Maryland has a unique system of hospital reimbursement that we have reported on before; a system under which all health care payers basically pay the same amounts for the same services and hospitals get a global budget for those services.  At a time of rapid hospital consolidation and rising prices for commercial payers, the system is worth a careful look.   (CMS Report)   A thorough outside evaluation report from CMS gives insight into the effects of payment scheme.  Maryland has used an all-payer method for hospital inpatient services since the 1970s.  A 2014 modification, under agreement with CMS, gave the state the flexibility to add a global budget for inpatient and outpatient hospital services to the all-payer concept, and contained a commitment that certain savings would be achieved.  Qualitatively, the report indicates that hospitals are making changes to adapt to global budgets.  For the Medicare population, under the new payment method, total spending per beneficiary per month was 2.7% less than a comparator group, driven by 4% less hospital spending, mostly in the outpatient departments and ER.  There were 5% fewer inpatient admissions, 2.6% more ER visits and observation stays, 9.4% fewer ambulatory-care sensitive condition admissions and 2.2% more unplanned readmissions.

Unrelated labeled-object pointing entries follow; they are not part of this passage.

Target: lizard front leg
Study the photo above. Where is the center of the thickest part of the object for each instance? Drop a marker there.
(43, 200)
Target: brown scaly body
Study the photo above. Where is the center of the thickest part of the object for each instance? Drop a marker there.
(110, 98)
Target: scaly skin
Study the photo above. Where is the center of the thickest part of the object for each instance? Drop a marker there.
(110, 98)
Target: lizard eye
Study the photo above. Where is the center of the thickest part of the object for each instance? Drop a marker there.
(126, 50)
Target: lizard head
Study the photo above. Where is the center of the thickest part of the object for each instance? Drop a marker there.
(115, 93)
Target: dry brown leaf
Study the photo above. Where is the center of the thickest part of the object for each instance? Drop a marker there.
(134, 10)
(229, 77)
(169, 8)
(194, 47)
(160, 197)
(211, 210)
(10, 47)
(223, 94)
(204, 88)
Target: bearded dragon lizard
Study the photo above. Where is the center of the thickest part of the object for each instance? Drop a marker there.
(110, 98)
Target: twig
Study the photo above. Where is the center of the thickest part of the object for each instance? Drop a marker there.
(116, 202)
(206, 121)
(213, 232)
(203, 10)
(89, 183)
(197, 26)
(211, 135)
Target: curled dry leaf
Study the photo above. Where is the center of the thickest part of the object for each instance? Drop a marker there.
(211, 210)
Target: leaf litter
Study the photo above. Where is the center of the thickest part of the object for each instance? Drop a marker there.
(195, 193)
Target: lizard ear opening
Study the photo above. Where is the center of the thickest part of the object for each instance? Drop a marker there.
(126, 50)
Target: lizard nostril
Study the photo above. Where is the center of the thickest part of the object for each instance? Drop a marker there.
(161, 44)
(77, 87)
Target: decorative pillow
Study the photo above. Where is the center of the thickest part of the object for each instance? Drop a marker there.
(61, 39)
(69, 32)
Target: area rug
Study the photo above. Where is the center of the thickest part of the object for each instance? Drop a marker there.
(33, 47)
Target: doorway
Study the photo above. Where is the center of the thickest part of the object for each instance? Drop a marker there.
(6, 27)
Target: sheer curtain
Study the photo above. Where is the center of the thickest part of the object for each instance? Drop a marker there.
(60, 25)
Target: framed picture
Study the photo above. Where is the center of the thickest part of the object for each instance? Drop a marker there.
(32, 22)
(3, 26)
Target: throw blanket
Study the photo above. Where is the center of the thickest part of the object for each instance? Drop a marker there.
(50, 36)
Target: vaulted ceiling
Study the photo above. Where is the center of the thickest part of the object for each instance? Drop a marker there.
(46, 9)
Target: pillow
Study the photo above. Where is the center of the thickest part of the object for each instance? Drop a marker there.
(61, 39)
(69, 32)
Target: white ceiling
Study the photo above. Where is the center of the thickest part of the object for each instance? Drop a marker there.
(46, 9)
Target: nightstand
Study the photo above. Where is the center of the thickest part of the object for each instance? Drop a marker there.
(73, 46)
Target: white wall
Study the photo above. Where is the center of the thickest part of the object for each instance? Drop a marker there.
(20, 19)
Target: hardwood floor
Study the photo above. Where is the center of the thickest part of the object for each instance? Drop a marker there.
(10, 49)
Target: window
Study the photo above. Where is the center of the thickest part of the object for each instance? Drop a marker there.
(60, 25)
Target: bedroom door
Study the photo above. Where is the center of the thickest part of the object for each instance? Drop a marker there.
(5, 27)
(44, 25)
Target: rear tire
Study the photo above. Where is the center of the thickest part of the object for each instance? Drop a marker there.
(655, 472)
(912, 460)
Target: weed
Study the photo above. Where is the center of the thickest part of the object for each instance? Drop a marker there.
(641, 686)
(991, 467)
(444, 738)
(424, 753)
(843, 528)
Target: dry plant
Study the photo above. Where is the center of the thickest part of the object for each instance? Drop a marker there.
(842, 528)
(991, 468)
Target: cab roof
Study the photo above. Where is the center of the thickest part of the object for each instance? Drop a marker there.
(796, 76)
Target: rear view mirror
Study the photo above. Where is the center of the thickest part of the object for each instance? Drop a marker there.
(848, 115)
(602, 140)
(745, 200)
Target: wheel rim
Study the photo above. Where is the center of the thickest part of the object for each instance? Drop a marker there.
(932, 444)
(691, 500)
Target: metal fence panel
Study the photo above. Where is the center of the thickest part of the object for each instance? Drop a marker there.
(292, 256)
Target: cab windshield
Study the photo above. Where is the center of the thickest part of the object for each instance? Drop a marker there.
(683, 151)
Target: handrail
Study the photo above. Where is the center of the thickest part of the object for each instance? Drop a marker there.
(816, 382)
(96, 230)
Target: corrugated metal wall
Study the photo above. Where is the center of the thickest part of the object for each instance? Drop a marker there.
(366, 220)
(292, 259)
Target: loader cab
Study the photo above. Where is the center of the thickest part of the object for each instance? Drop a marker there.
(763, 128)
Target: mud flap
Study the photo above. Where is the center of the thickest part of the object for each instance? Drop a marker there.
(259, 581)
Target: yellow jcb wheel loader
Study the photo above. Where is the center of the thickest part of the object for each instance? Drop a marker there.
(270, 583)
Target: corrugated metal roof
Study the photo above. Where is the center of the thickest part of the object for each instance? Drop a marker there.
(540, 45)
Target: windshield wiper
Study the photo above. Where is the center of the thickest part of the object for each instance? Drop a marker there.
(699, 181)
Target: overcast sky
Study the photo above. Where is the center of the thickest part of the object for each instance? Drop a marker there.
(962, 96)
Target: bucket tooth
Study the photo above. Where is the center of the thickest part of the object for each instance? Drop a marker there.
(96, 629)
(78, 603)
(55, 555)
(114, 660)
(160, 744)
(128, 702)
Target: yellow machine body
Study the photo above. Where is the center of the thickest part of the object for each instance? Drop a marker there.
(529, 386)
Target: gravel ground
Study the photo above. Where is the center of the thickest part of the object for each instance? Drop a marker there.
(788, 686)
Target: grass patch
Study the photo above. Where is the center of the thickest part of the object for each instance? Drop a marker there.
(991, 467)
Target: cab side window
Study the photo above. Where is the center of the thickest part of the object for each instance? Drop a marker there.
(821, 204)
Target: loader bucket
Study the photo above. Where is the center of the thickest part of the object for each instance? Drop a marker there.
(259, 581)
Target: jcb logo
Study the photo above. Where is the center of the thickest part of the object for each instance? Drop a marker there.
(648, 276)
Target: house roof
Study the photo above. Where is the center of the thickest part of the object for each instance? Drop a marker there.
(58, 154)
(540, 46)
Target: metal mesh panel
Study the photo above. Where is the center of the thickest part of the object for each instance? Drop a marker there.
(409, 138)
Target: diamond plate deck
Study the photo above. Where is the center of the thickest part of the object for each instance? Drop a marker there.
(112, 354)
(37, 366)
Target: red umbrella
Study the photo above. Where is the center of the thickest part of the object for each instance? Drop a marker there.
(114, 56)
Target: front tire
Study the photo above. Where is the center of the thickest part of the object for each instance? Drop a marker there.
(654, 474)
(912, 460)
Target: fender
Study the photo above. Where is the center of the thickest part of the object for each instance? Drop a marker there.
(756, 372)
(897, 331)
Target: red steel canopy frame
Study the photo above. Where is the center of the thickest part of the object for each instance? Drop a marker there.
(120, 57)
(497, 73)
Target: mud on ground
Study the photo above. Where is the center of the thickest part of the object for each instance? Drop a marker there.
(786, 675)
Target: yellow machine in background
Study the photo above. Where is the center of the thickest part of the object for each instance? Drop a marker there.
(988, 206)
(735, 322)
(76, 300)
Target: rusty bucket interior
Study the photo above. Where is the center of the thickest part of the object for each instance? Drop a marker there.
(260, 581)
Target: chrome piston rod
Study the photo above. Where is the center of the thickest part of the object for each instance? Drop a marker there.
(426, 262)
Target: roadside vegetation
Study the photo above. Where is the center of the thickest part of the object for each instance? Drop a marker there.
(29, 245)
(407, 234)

In the commercial population, there were 4% fewer admissions, 3.1% fewer ER visits and observation stays, 4% fewer admissions for ASCs, 3.7% fewer readmissions; while per member per month expenditures rose 2.4%.  Although for both Medicare and commercial members, inpatient hospital use went down, the payment rate went up, so there were not significant cost savings for that category of service.  The various strategies hospitals used to reduce utilization and spending appear to have had a mixed effectiveness.  There were no indications that coordination of post-discharge services had improved.  Interestingly, Maryland hospitals had lower patient satisfaction scores than comparison hospitals, both before and after implementation of the new payment method.  There was no indication of unintended consequences, like trying to shift services to pre and post-admission periods or unbundle services covered by the global payments.  Hospital operating margins were generally higher.  Medicare payment rates were a little higher and commercial rates somewhat lower than they would have been in the absence of the global payment scheme.  One impression you get from the report is that hospitals were pretty ineffective at figuring out how to deliver care better, but were good at creating rate adjustments to help relieve pressure from the global budget.  A system worth considering to put some general constraints on spending.